The sitcom has such an impressive audience due to its bingeable quality. While prior to the creation of Netflix and other streaming services, the “bingeability” of a television show had no influence over its popularity, Netflix allowed an audience to sit down and watch TV normally broken up into distinct sections or spread throughout the day on daytime television. Much of Friends’s popularity is due to how easy it is to watch it straight through. Sitcoms are about the same set of characters on different days, dealing with different issues but always coming back together as a group in a familiar setting. There's usually no massive advancement in plot from episode to episode, and such major turning points often come at season finales for dramatic effect.
However, the exact form of the sitcom is changing. Friends and How I Met Your Mother, while still frequently watched and binged today, were clearly made in the 1990s and 2000s. They are marked by laugh tracks and outdated jokes. However, the leads of Friends and How I Met Your Mother’s exhibit an impressive amount of change throughout the storyline, often entering relationships with each other and then ending them or having to decide about their careers or children. These characters, fundamentally, are altering themselves and growing—so when the show ends, the audience is able to look back at the character's journey.
Yet where does that leave the current crop of sitcoms? Two of the more popular modern sitcoms are FX’s It’s Always Sunny in Philadelphia and Netflix’s seasons of Arrested Development. From the get–go, these two television shows use the form differently: they no longer have laugh tracks, their characters are not supposed to be reflections of an audience, and how their lives will shake out is never the worry of viewers. It’s Always Sunny in Philadelphia is about five dysfunctional people working in a bar together—a location which acts as their “home base” and the foundation for shenanigans—and Arrested Development focuses on an incompetent wealthy family that has fallen from riches. Both shows are about human beings who we are not supposed to look up to, and, in fact, we are often supposed to laugh at their expense for the situations they have gotten themselves into.
To the point of character development, both shows make an explicit point to not allow their characters to grow or change.
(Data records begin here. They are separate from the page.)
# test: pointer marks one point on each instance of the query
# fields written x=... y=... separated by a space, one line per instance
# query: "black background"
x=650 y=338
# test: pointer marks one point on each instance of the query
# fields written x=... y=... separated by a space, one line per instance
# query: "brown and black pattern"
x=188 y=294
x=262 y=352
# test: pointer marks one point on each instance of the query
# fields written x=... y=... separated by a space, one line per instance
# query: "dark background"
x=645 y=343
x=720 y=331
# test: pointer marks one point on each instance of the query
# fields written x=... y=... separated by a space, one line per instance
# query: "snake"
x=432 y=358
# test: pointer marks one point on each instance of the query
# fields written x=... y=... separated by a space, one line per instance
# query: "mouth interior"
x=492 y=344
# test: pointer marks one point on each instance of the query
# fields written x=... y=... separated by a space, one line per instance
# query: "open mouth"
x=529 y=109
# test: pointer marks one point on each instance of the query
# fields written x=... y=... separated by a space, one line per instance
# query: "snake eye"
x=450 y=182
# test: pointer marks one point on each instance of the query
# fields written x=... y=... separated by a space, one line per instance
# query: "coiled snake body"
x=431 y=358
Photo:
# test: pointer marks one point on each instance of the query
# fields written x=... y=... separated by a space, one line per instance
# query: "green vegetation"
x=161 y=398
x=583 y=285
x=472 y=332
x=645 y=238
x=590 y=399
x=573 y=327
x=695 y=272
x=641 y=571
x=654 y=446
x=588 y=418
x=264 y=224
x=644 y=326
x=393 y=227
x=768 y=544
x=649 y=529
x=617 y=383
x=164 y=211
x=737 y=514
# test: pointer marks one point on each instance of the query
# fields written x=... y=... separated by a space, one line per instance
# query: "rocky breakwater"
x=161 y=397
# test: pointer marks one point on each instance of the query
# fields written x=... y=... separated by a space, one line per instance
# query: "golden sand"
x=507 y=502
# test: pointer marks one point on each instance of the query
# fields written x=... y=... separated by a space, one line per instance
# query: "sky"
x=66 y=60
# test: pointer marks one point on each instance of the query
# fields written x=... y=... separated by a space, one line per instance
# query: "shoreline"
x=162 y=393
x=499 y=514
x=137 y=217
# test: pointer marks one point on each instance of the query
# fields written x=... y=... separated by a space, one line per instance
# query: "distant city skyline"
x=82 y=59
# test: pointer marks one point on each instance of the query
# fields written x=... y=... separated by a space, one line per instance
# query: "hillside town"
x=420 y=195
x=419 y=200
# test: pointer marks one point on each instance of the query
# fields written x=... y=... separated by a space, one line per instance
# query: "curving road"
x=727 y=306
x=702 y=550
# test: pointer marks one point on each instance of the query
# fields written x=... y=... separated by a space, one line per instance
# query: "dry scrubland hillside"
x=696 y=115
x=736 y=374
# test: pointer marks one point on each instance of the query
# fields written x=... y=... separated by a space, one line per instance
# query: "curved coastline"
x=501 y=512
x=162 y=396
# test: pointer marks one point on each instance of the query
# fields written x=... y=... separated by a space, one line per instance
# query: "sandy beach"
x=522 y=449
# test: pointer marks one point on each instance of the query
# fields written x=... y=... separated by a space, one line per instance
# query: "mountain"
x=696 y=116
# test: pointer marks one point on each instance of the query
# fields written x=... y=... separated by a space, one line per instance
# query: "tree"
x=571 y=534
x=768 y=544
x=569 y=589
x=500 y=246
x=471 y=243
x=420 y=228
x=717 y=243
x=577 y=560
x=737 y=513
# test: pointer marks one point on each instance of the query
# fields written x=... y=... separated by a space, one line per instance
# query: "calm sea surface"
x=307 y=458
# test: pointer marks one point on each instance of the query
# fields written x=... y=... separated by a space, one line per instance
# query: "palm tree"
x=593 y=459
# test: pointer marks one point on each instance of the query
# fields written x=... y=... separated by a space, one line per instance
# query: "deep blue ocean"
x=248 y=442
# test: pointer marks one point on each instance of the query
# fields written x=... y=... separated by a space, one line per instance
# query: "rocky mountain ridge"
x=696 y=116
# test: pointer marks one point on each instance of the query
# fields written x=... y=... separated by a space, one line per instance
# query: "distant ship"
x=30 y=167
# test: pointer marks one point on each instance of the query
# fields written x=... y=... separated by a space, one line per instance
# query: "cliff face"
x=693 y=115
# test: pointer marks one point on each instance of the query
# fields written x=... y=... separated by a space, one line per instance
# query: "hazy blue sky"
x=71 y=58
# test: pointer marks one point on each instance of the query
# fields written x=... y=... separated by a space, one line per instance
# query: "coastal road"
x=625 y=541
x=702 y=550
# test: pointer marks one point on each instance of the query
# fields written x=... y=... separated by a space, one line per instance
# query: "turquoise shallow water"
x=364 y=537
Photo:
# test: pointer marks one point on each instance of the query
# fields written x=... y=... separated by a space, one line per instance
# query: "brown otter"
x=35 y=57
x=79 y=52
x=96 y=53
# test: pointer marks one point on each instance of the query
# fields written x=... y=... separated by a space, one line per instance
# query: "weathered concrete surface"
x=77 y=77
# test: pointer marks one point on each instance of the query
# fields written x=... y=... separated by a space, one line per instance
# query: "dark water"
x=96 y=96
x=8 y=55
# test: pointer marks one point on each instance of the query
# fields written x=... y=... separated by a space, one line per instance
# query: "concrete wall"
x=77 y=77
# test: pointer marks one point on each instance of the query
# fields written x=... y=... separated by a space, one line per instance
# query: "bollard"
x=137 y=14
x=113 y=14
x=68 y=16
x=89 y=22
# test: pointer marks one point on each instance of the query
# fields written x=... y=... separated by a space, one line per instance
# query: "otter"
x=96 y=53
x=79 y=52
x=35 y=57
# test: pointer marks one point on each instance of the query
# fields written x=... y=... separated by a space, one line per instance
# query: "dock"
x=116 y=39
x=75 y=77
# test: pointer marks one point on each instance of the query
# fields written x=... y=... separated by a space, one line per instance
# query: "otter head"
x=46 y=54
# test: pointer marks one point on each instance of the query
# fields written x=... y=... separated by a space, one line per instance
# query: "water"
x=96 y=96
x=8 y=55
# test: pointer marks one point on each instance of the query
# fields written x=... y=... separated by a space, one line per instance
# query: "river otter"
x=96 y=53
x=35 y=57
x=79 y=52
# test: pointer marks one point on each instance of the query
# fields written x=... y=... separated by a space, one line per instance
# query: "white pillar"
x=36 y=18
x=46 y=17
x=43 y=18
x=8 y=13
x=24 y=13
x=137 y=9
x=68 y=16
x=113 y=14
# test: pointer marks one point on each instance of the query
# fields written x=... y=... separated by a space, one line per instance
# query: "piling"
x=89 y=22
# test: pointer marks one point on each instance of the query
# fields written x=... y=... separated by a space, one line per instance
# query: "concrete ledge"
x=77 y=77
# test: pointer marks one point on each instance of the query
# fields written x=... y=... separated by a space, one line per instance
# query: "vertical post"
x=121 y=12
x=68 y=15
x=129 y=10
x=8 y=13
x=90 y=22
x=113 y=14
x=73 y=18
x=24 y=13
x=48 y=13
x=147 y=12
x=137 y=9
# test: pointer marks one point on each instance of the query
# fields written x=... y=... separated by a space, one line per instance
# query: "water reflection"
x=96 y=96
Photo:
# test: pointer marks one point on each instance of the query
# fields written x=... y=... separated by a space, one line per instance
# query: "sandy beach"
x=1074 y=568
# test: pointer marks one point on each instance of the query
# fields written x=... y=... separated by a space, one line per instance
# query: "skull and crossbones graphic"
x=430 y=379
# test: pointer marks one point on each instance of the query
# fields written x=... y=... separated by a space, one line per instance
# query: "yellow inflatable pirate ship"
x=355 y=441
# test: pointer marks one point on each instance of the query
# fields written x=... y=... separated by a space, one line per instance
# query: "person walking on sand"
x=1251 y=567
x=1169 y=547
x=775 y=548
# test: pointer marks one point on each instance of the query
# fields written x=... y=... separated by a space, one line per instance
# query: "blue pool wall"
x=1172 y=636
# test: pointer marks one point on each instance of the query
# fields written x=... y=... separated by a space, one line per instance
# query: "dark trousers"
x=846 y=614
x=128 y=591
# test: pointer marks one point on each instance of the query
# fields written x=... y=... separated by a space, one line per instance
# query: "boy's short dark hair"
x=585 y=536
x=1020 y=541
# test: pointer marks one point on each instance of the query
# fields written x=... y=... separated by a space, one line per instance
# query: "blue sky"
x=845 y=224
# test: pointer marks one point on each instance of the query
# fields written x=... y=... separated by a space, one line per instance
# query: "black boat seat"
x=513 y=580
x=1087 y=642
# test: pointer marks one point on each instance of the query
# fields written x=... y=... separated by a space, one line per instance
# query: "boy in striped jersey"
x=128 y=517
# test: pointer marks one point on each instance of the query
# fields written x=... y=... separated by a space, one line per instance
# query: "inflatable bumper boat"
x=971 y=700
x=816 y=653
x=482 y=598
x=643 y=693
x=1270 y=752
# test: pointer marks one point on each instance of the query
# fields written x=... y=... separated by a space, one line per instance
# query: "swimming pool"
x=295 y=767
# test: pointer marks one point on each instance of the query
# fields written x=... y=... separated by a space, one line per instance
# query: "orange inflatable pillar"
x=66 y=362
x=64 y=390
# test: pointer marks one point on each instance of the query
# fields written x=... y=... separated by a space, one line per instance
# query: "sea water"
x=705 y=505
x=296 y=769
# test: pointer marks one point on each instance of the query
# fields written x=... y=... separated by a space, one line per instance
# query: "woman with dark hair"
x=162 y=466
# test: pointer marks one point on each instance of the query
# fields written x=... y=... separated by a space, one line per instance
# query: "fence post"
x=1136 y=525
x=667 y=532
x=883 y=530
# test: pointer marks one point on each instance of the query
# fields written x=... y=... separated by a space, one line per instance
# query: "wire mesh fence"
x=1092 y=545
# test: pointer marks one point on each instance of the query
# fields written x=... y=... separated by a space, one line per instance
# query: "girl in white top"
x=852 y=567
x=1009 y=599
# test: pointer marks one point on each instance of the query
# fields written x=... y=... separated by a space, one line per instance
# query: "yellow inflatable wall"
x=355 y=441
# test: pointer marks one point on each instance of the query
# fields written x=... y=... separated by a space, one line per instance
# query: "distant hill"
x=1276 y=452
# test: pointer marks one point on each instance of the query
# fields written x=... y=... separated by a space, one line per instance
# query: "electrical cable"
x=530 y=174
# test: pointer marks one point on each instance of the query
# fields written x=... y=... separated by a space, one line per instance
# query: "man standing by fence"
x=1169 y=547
Arrested Development is focused on—just as its title indicates—a family stuck in a state of stagnancy. It’s Always Sunny never allows its characters to grow because, fundamentally, they are terrible people. The emotional investment of an audience is almost discouraged by the shows due to the utter lack of evolution in every character.
An interesting issue with these sitcoms is that they are still on the air. It’s Always Sunny is slated through an impressive 14th season—making it tied for the longest running sitcom in America—and has indicated that it may continue past that. Arrested Development, after getting a remixed fourth season, just released the second half of its fifth season in March of 2019. However, do audiences even want to continue watching?
The peaks in popularity of these shows are likely behind them. Arrested Development had quite a bit of buzz in 2012 when the public was rediscovering it following its cancellation by Fox in 2006, which in itself created enough uproar for the show to be picked up by Netflix for a fourth season. However, following the fourth season in 2013, general opinion of the show dropped and the season was generally considered a failure for its character–based episode format. On the other hand, It’s Always Sunny made no grave mistake, but its popularity has simply petered out after it was rediscovered by younger audiences around 2015.
Both shows went through phases where fans insisted and rallied for extensions and more seasons. However, asking for new seasons of these sitcoms is very different than asking for more seasons of a show like Friends, which is about characters changing. While a season finale of Friends may end on some grand cliffhanger, It’s Always Sunny wouldn't do that, since it's characters aren't meant to undergo dramatic changes.
The question becomes, then, how long can we watch characters never develop in a comedic format until we grow bored? How long can It’s Always Sunny reasonably go on? Do we even still want to watch Arrested Development? These shows may give us more and more content in the years to come, but it is obvious that some point, all good things must come to an end.